It analyzes text and tells you what it finds, starting with the language, from Afrikaans to Yoruba, with 98 more in between. It can identify different types of entities (people, places, brands, products, and so forth), key phrases, sentiment (positive, negative, mixed, or neutral), and extract key phrases, all from a text in English or Spanish. Finally, Comprehend‘s topic modeling service extracts topics from large sets of documents for analysis or topic-based grouping. – Jeff Barr – Amazon Comprehend – Continuously Trained Natural Language Processing.

Instead of AWS Comprehend you can use similar service to perform Natural Language Processing, like: Google Cloud Platform – Natural Language API or Microsoft Azure – Text Analytics API.

Entities Detection

With this code, we can invoke the entities detection of AWS Comprehend. We will use the object key to download the object from S3.

Once you have downloaded the document, invoke the detect_entities method of AWS Comprehend.

import boto3

import sys

AWS_ACCESS_KEY = ‘your_key’

AWS_SECRET_ACCESS_KEY =’your_secret_key’

BUCKET_NAME = ‘your bucket’

client_comprehend = boto3.client(

    ‘comprehend’,

    region_name = ‘eu-west-1’,

    aws_access_key_id = AWS_ACCESS_KEY,

    aws_secret_access_key = AWS_SECRET_ACCESS_KEY    

)

def process_document(file_path):

    filename = file_path.split(“/”)[-1]

    extension =  filename.split(“.”)[-1]

    plain_text = ”

    # you can find the methods to extract the text from different document here: 

    # https://gist.github.com/mz1991/97ee3f7045c8fd0e6f21ab14f9e588c7

    if extension == “pdf”:

        plain_text = get_pdf_text(file_path)

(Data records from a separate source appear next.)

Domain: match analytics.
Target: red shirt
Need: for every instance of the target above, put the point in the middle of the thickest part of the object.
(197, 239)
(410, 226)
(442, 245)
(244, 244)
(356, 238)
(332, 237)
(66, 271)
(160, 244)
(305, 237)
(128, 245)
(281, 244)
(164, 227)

    if extension == “docx”:

        plain_text = get_docx_text(file_path)

    if extension == “txt” or extension == “csv”:

        plain_text = get_txt_text(file_path)   

    # Add your custom file extension handler

    # Max Bytes size supported by AWS Comprehend

    # https://boto3.readthedocs.io/en/latest/reference/services/comprehend.html#Comprehend.Client.detect_dominant_language

    # https://boto3.readthedocs.io/en/latest/reference/services/comprehend.html#Comprehend.Client.detect_entities

    while sys.getsizeof(plain_text) > 5000:

        plain_text = plain_text[:-1]

    dominant_language_response = client_comprehend.detect_dominant_language(

        Text=plain_text

    )

    dominant_language = sorted(dominant_language_response[‘Languages’], key=lambda k: k[‘LanguageCode’])[0][‘LanguageCode’]

    # The service now only supports English and Spanish. In future more languages will be available.

    if dominant_language not in [‘en’,’es’]:

        dominant_language = ‘en’

    response = client_comprehend.detect_entities(

        Text=plain_text,

        LanguageCode=dominant_language

    )

    entites = list(set([x[‘Type’] for x in response[‘Entities’]]))

    return entites

Key phrases

To extract the key phrases use the detect_key_phrases method of AWS Comprehend.

response_key_phrases = client_comprehend.detect_key_phrases(

   Text=plain_text,

   LanguageCode=dominant_language

)

key_phrases = list(set([x[‘Text’] for x in response_key_phrases[‘KeyPhrases’]]))

Sentiment

To extract the sentiment (positive, negative, neutral) use the detect_sentiment method of AWS Comprehend.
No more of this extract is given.